This recipe came from an estate sale. I obtained it when I purchased the family collection from the Bilkers Estate in Cleburne, Texas in 1983.
- Contributed by Catsrecipes Y-Group
- 1 cup + 2 tablespoons soft butter
- ¾ cup + 2 tablespoons granulated sugar
- 4 eggs
- ½ cup milk
- 3 cups all purpose flour
- 2 teaspoons baking powder[
- ¼ cup + 1 tablespoon unsweetened cocoa powder
- ¼ cup + 1 tablespoon powdered sugar
- additional powdered sugar
- Grease two small bundt pans.
- Sprinkle with fine breadcrumbs.
- Preheat oven to 400°F.
- Cream butter and sugar in a large bowl until pale and fluffy.

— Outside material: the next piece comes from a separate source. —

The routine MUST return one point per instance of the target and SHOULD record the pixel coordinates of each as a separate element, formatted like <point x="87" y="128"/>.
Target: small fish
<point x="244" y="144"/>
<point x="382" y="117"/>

- Beat in eggs one at a time then stir in milk.
- Sift flour with baking powder then carefully fold into creamed mixture.
- Divide batter into 2 equal portions.
- Divide 1 portion between prepared pans.
- Sift cocoa and powdered sugar together and fold into remaining portion.
- Divide chocolate portion between both pans.
- Lightly blend both mixtures in pans by swirling carefully with a skewer or knife.
- Bake 1 hour then remove cakes from pans and cool on a rack.
- Sift additional powdered sugar over cooled cakes.